Un métissage historique
Bien qu’il soit fortement utilisé dans les administrations notamment, le français n’est pas reconnu comme seconde langue officielle dans le pays, mais est enseigné comme langue étrangère. Pour comprendre pourquoi la langue française est utilisée en Algérie, il faut effectuer un retour dans le temps. La langue algérienne a emprunté certains termes à la France, présente pendant plus d’un siècle dans le pays. « Il est bon de signaler que la présence d’un lexique français dans notre langue algérienne est liée, comme dirait Jean-Jacques Rousseau, à un phénomène passionnel, né du sensible et non d’un besoin naturel.

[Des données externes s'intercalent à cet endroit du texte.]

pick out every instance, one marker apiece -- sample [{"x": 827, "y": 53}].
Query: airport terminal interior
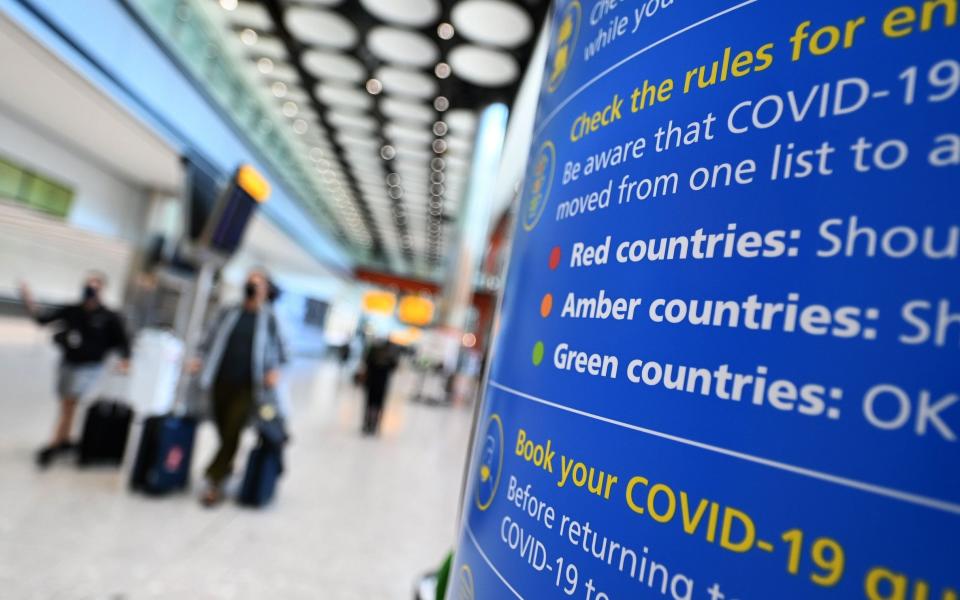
[{"x": 361, "y": 155}]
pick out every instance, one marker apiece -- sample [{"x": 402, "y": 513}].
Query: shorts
[{"x": 76, "y": 381}]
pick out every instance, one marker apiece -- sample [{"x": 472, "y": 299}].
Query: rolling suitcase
[
  {"x": 264, "y": 466},
  {"x": 105, "y": 430},
  {"x": 164, "y": 455}
]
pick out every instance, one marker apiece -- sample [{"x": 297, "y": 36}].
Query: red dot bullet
[{"x": 555, "y": 257}]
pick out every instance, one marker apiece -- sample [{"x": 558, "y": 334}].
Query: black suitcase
[
  {"x": 264, "y": 466},
  {"x": 105, "y": 430},
  {"x": 164, "y": 455}
]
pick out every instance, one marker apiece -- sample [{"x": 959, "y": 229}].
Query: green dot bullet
[{"x": 537, "y": 354}]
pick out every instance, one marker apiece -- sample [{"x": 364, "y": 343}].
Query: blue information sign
[{"x": 727, "y": 361}]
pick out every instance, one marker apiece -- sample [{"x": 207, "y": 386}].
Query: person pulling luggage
[
  {"x": 239, "y": 364},
  {"x": 378, "y": 365},
  {"x": 89, "y": 332}
]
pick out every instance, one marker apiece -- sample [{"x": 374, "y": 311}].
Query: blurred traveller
[
  {"x": 88, "y": 332},
  {"x": 240, "y": 364},
  {"x": 378, "y": 364}
]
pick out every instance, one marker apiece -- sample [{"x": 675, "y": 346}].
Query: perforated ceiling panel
[{"x": 383, "y": 96}]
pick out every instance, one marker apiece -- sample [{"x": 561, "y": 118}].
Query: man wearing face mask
[
  {"x": 241, "y": 357},
  {"x": 89, "y": 332}
]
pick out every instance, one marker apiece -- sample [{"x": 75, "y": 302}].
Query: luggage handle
[{"x": 113, "y": 383}]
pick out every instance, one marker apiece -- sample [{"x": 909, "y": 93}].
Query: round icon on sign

Pour répondre à l’horreur de la guerre en Algérie et appeler à son indépendance, il fallait que Dib, Maméri, Ferraoun utilisent une arme linguistique, la langue du colonisateur pour s’adresser à l’ennemi », ajoute la spécialiste. L’algérien trouve aussi son origine dans le plurilinguisme. « Cette langue est l’héritière des langues de la Gétulie de la Numidie, des Latins et des Grecs, de la langue punique chargée du Tashalhit de Boussemghoun, du tamazight de Tizi, du tafinight du Hoggar, du tamzabit de Ghardaïa, ou le taqbaylit, kabyle, enrichi par la langue du Coran », ajoute Rachida Kalfat Rostane. Après le départ des Français, seule une élite parlait l’arabe classique. Afin d’arabiser la majeure partie de l’Algérie, le pays a fait appel aux Orientaux, Egyptiens, Syriens… « Mais la transmission ne s’est pas faite correctement », précise-t-elle.
L’enseignement du français à l’école
« Tirer profit d’une langue autre que notre langue maternelle n’est que richesse à tous les niveaux : culturel, sociologique, scientifique.… Ce butin linguistique ne peut que présenter des aspects positifs », note Rachida Kalfat Rostane. Aujourd’hui, en Algérie, beaucoup d’habitants envoient leurs enfants dans des écoles françaises pour leur permettre d’avoir, selon eux, un avenir professionnel prometteur. Pour notre spécialiste, il est clair que l’élite moins arabisée recherche un certain confort linguistique qui est rentré dans l’usage. Si le français est enseigné dès la seconde année de primaire, au niveau secondaire, l’arabe est bien plus dominant.
« Arrivé à la fac, l’étudiant en sciences perd tous les atouts de la langue arabe et gagne en confrontation linguistique, d’où les incompréhensions, le dégoût », indique le professeur. Malgré son passé avec l’Algérie, la France reste le pays qui influence le plus les jeunes aujourd’hui, non seulement au niveau culturel, mais aussi linguistique. La démocratisation des outils de communication, comme les antennes paraboliques et Internet, y sont d’ailleurs pour quelque chose.